Over the past decade, this country has seen an increase of suicides.
The Memphis VA has been a leader in suicide prevention efforts.
One army veteran says he moved from Louisville to Memphis for life-changing medical care after reaching the lowest point in his life.
“I started having anxiety attacks,” said Ricky Daniel, Sr., veteran.
Ricky Daniel’s story is similar to many other people.
“I mean it was a challenge for me to get out of my house and go take a walk,” said Daniel.
Where a series of events, like major back surgery, his 31-year marriage ending in divorce and no other family around led him to.
“I started getting all types of thoughts. I wasn't going to be able to work. I was going to be homeless,” said Daniel. “It just got to the point where for some crazy reason I thought about taking my life.”
According to the Substance Abuse and Mental Health Services, in 2017 more than 47,000 Americans died by suicide and 1.4 million adults attempted it.
In 2018 alone, 2.2 million people called the National suicide Prevention Hotline for help.
A number made popular by rapper Logic, who named his 2017 hit song after the it; 1-800-273-TALK.
Now there's an effort from the White House and the FCC to shorten the hotline number to just three digits, potentially 988.
“We know it works. We also know a 10-digit number is harder to remember in those times of crisis than a three-digit number,” said Dr. R. Eileen Todd, VA Hospital suicide prevention program.
Dr. R. Eileen Todd with the Suicide Prevention Program at the Memphis VA Hospital supports the effort.
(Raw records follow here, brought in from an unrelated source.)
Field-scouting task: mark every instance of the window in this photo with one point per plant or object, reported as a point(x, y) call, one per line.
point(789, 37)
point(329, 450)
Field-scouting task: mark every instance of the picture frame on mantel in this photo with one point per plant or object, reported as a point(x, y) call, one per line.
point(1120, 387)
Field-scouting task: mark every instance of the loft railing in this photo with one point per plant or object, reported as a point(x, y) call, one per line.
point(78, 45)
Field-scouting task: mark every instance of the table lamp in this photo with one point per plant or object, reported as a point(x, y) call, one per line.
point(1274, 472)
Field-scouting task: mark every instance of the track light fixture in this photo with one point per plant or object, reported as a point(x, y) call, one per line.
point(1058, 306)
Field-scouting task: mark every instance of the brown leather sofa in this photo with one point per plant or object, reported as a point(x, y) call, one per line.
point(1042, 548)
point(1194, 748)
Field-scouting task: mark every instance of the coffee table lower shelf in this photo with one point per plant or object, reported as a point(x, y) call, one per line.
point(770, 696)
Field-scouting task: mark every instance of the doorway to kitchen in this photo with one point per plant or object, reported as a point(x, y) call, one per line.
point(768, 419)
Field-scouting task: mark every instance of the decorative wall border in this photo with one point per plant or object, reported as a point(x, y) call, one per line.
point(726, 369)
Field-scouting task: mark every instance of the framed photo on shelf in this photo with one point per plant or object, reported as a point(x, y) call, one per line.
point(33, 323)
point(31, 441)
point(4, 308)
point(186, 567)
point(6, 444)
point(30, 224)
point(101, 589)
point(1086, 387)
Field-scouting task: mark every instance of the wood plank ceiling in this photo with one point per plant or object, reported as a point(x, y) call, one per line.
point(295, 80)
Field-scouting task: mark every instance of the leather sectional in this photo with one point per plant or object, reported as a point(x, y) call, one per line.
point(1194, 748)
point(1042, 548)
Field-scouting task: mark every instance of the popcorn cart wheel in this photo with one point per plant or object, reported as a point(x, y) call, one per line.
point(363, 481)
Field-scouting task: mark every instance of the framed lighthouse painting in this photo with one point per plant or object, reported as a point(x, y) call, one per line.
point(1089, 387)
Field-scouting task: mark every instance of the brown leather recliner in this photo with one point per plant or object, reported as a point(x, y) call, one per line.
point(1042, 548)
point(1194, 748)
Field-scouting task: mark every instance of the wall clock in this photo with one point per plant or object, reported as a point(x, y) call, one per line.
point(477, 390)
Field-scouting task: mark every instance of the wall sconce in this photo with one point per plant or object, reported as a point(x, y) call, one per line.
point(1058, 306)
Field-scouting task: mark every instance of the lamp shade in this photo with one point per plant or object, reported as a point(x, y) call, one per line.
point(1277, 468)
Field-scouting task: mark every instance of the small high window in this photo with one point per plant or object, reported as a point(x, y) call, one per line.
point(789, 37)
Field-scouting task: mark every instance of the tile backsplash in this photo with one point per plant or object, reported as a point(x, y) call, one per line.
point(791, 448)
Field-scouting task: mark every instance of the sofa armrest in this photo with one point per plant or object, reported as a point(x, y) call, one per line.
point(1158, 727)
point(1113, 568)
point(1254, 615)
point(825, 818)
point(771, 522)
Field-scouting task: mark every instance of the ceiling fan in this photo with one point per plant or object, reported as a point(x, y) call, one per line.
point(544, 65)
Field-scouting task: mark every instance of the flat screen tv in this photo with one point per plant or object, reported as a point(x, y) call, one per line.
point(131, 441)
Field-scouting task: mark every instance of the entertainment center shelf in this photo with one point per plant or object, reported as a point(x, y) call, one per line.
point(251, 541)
But she says here in Memphis you can also call 911 for help if someone is suicidal.
MPD has a Crisis Intervention team. trained officers who can respond to mental crisis events.
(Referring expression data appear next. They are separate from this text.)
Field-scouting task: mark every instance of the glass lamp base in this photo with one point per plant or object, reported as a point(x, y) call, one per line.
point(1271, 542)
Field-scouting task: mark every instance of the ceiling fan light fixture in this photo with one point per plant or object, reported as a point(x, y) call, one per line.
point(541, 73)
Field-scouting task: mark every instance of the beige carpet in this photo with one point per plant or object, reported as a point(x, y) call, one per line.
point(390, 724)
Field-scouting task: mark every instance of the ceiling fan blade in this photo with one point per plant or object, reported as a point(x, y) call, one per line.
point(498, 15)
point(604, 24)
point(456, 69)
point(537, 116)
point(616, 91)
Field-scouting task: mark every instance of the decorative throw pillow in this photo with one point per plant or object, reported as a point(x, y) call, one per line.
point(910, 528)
But Dr. Todd says it's not just having a means to seek help.
“It's not just a mental health problem, and not something where we can wait ‘til they come to us for a crisis, but we reach out to them,” said Todd.
It's why everyone in just about every single part of this hospital is trained to ask, “have you ever had suicidal thoughts?”
“It is still an unfortunate myth that people have, where they feel like if they talk to someone about suicide that it is going to put the thought in their head or compel them to act,” said Todd.
This Army vet says it was the constant interaction by staff at the Memphis VA, and extensive suicide prevention program that likely saved his life.
On average, 20 veterans lose their life to suicide every day and 16 are not connected to the VA.
This is why the Memphis VA has so many community outreach programs to talk about this issue.
Remember, if you’ve ever had suicidal thoughts you can call the lifeline number. They will direct you to the closest licensed mental health facility.